Monday, November 7, 2011 (Last Updated: 11/08/2011)
MONDAY, Nov. 7 (HealthDay News) -- Immediate pigment darkening (IPD) may occur via a novel ultraviolet (UV) A signaling pathway involving calcium mobilization and early melanin synthesis in human epidermal melanocytes (HEMs), with the photopigment rhodopsin, which is expressed in HEMs, contributing to phototransduction, according to a study published online Nov. 3 in Current Biology.

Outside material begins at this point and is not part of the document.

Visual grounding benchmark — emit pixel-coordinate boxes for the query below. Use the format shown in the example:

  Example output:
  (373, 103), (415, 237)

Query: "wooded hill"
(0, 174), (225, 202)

Nadine L. Wicks, from Brown University in Providence, R.I., and colleagues sought to identify the receptor protein which directly mediates UVA related phototransduction in skin, and to investigate the effect of UVA exposure on HEMs. To understand the mechanism of IPD, they designed a system that permitted real-time imaging of cultured cells, and simultaneous exposure to irradiation that was comparable to UV radiation.
The investigators found that exposure of HEMs to UVA resulted in mobilization of calcium, and early synthesis of melanin. Depletion of the intracellular calcium store or treatment with G protein or phospholipase C inhibitors abolished calcium responses. Rhodopsin was found to be expressed in HEMs, and contributed to UV radiation phototransduction. Significant melanin production occurred within one hour of exposure to UV radiation. After 24 hours of exposure, melanin production continued to increase five-fold in a retinal and calcium dependent manner.
"Our findings identify a novel UVA-sensitive signaling pathway in melanocytes that leads to calcium mobilization and melanin synthesis and may underlie the mechanism of IPD in human skin," the authors write.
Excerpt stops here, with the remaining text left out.